On top of the current supply issues, drivers are also having to contend with confusion around the new E10 petrol, which is now standard across forecourts.
E10 replaced E5 petrol at pumps at the start of September, becoming the standard 95 octane fuel sold as “regular” unleaded. E5 is now only sold as 98 octane, usually branded super or premium unleaded.
With drivers struggling to find any petrol, it has become a matter of filling up with whichever grade they can find but has raised questions about whether it’s safe to mix the two types of fuel.
Can I mix E5 and E10 petrol?
Although E5 and E10 have different compositions, the Department for Transport says it is entirely safe to mix the two grades.
Like mixing regular and super unleaded in the days of E5 petrol, mixing E5 and E10 in the same tank will not do any harm to your vehicle.
In its guidance on E10, the DfT says: “If your vehicle is compatible with E10 petrol, there’s no reason you can’t mix the 2 grades of petrol (E5 97+ and E10 95+). It’s perfectly safe to mix them in the same tank or fill up with E5 if E10 is not available.”
What is the difference between E5 and E10?
Both E5 and E10 are unleaded petrol but E10 contains a higher proportion of bio-ethanol - up to 10% compared with a maximum of 5% in E5.
This higher bio-ethanol content - obtained from renewable sources - helps to reduce the CO2 emissions from vehicles but slightly reduces their fuel efficiency.
Why has E10 petrol been introduced?
The Government says the introduction of E10 petrol will help reduce transport-related air pollution.
It estimates that changing to E10 will cut the UK’s CO2 emissions by 750,000 tonnes a year - equivalent to removing 350,000 cars from the road.
Can all cars run on E10 petrol?
The vast majority of modern cars can run safely on E5 or E10 but there are up to 600,000 older models in the UK which aren’t compatible with the newer fuel.
Any car built since 2010 is compatible with E10 fuel and most built since 2000 can also use the fuel without damage. However, some models from between 2000 and 2010 face problems using the fuel, as do hundreds of thousands of older and classic cars.
What if I have to use E10 in an incompatible car?
The current crisis means that some drivers may have to fill up with unsuitable fuel just to keep mobile.

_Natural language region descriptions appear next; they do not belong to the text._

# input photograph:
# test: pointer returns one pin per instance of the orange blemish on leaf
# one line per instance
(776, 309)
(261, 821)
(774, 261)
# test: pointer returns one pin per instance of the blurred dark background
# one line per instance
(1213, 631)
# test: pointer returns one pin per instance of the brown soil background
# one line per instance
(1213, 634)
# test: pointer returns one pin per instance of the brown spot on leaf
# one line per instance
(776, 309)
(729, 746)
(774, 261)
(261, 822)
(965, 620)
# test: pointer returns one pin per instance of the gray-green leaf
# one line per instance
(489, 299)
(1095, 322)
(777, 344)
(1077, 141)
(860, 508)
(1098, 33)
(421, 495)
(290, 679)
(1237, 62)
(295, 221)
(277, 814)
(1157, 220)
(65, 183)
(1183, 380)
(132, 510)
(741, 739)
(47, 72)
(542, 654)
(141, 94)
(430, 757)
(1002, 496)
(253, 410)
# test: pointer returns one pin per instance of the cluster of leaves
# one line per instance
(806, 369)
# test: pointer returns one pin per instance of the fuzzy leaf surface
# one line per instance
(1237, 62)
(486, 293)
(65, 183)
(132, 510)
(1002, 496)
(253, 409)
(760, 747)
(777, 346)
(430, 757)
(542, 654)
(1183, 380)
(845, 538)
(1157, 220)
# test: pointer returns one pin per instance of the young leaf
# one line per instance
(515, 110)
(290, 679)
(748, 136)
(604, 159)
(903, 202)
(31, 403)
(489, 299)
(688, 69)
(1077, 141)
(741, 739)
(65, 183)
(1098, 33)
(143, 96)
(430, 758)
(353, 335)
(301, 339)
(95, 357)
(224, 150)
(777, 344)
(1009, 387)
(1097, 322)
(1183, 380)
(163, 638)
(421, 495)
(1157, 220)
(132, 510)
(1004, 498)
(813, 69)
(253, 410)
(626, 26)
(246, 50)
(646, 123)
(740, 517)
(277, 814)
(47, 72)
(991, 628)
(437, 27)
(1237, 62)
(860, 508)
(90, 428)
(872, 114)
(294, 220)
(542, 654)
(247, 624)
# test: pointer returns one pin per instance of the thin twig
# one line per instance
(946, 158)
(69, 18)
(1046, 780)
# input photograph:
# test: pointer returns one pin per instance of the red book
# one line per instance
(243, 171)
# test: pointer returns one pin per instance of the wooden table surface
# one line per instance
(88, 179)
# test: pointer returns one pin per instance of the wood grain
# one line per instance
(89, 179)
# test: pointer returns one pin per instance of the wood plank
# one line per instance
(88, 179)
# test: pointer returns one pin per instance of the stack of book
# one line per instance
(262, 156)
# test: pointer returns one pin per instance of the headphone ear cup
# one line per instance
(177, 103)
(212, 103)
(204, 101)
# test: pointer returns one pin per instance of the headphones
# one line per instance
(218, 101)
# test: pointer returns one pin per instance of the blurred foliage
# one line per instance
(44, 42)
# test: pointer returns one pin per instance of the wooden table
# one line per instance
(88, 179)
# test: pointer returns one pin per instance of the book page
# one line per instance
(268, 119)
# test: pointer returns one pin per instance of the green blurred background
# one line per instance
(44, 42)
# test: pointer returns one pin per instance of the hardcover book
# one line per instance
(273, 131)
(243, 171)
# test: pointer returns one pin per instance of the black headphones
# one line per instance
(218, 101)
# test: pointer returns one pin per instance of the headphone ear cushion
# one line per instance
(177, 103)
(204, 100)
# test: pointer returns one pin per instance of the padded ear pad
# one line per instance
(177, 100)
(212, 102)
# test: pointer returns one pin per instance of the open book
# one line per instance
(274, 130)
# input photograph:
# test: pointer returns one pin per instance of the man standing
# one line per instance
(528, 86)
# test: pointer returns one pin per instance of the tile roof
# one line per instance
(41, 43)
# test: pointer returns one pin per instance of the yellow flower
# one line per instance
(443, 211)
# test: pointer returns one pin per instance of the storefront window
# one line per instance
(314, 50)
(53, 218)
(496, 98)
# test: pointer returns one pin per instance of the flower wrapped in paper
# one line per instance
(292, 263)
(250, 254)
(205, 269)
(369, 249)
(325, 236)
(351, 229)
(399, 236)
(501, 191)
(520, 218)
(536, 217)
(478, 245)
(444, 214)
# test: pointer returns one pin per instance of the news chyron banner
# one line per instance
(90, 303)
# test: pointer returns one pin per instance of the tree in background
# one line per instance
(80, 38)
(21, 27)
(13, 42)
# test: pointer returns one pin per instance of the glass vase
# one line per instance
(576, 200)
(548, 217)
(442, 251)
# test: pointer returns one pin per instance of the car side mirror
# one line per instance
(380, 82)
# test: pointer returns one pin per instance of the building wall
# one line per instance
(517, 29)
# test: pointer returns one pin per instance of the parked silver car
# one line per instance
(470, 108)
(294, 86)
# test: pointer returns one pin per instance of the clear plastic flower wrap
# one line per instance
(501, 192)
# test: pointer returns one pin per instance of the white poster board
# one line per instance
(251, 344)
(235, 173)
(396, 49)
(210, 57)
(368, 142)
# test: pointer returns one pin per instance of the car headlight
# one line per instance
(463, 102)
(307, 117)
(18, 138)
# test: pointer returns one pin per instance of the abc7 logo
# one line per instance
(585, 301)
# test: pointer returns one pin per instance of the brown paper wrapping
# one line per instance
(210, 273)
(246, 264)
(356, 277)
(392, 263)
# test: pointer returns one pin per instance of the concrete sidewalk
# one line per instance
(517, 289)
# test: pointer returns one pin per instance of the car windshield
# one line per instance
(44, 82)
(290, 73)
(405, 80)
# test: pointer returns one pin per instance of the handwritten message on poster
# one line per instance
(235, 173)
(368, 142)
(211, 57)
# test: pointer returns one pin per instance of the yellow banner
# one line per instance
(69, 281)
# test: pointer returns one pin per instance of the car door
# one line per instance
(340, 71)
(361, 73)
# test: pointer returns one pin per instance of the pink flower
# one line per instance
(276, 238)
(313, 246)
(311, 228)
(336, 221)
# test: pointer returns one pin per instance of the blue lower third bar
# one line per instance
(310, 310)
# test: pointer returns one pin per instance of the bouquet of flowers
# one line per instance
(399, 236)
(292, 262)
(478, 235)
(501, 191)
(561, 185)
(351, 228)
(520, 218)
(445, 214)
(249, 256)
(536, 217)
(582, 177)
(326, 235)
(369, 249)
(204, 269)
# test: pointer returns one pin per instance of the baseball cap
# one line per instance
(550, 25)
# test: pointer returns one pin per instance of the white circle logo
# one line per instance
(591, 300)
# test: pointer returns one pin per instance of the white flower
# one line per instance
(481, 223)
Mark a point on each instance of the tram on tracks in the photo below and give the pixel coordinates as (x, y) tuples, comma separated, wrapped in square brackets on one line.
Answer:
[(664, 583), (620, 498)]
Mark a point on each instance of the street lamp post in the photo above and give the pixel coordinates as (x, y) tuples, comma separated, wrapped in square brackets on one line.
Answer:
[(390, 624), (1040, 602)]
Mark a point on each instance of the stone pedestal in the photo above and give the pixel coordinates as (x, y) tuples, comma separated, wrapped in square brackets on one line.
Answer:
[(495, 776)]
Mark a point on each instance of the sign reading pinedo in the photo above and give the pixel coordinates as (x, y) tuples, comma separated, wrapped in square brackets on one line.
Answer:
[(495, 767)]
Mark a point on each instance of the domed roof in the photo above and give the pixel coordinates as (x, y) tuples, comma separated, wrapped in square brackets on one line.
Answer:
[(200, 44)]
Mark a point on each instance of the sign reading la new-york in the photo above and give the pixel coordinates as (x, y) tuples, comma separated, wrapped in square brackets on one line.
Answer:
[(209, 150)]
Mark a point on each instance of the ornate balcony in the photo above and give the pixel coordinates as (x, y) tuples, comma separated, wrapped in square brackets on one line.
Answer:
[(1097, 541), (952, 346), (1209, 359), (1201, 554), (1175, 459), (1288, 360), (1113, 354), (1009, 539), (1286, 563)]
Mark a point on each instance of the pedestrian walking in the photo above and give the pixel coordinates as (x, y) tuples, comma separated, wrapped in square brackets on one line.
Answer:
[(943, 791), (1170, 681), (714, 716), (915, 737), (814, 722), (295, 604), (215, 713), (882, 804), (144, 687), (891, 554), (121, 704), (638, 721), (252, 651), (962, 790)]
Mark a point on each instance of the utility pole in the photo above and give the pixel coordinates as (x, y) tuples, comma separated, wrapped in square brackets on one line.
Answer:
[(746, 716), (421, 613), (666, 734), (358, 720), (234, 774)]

The good news is that a single fill-up of E10 is unlikely to cause lasting damage to incompatible cars.
The damage caused by E10 to older cars largely comes about due to the long-term effects of the ethanol on perishable components, so a single emergency fill-up won’t do too much harm.
The DfT advises: “Using a single tank of E10 petrol in a vehicle that is not compatible should not be a major problem. Just make sure you fill up with the correct E5 (‘97+ octane) petrol grade next time.
Unlike putting petrol into a diesel engine, you shouldn’t need to drain the tank. On a one-time basis, your vehicle will not suffer engine damage as a result. Prolonged use of E10 petrol in a non-compatible vehicle, however, may cause harm and is not recommended.”